Rise in US consumer spending boosts optimism that inflation may have peaked
The US personal consumption expenditures price index (PCE), the gauge of the average increase in prices for all domestic personal consumption, rose by 0.2% m/m in April after increasing by 0.9% in March, while annualized figure advanced 6.3% in April, following 6.6% rise previous month.
The core index which excludes volatile food and energy components, rose by 0.3% m/m in April, unchanged from March while year-on-year core PCE index showed rise of 4.9%, following 5.2% increase in March, signaling deceleration of the rate of increase for the second straight month.
Although inflation continued to rise, April’s PCE data signal that it was not at the same pace like in recent months, generating an initial signal that the annual inflation have peaked.
Rise in US consumer spending above expectations in April, adds to positive signals, as slowing inflation would underpin economic growth and ease concerns about widely anticipated recession.

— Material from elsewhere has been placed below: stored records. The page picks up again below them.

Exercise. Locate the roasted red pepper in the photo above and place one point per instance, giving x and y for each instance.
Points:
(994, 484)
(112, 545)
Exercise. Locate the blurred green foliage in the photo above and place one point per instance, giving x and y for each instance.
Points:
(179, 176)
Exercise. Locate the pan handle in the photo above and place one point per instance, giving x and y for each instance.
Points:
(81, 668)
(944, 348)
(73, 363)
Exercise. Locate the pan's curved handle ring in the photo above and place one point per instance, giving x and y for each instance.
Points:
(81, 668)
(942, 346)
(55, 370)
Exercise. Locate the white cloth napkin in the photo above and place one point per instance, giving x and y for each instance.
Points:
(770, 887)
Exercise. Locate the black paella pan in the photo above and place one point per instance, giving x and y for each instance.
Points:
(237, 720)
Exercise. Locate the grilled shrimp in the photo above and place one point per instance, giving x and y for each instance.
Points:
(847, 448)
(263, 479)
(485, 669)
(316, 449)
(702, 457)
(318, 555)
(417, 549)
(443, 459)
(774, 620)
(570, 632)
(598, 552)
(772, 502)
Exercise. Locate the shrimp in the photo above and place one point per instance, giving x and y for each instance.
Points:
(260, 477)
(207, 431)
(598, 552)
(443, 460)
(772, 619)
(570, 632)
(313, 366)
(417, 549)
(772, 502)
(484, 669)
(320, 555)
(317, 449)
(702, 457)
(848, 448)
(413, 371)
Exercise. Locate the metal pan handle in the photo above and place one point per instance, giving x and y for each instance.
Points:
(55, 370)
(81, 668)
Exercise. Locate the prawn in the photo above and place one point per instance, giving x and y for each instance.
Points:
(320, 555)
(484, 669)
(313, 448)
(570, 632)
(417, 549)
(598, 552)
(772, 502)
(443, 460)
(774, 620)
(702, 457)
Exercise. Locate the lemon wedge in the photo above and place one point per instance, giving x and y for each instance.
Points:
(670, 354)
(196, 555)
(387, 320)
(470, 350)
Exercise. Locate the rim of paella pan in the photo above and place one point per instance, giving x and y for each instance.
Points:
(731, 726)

Consumer spending, which accounts for more than two thirds of US economic activity, rose by 0.9% in April above forecasted 0.7% increase, while March figure was revised upwardly from 1.1% to 1.4%, with rise in consumer spending being supported by strong wage increases as companies struggle to respond to the record job openings of 11.5 million in March.
Despite initial optimism from better than expected data, analysts remain concerned as economic downturn was also underpinned by the consequences of the war in Ukraine and recent tight Covid restrictive measures in China, which further worsened the persisting problem with supply chains.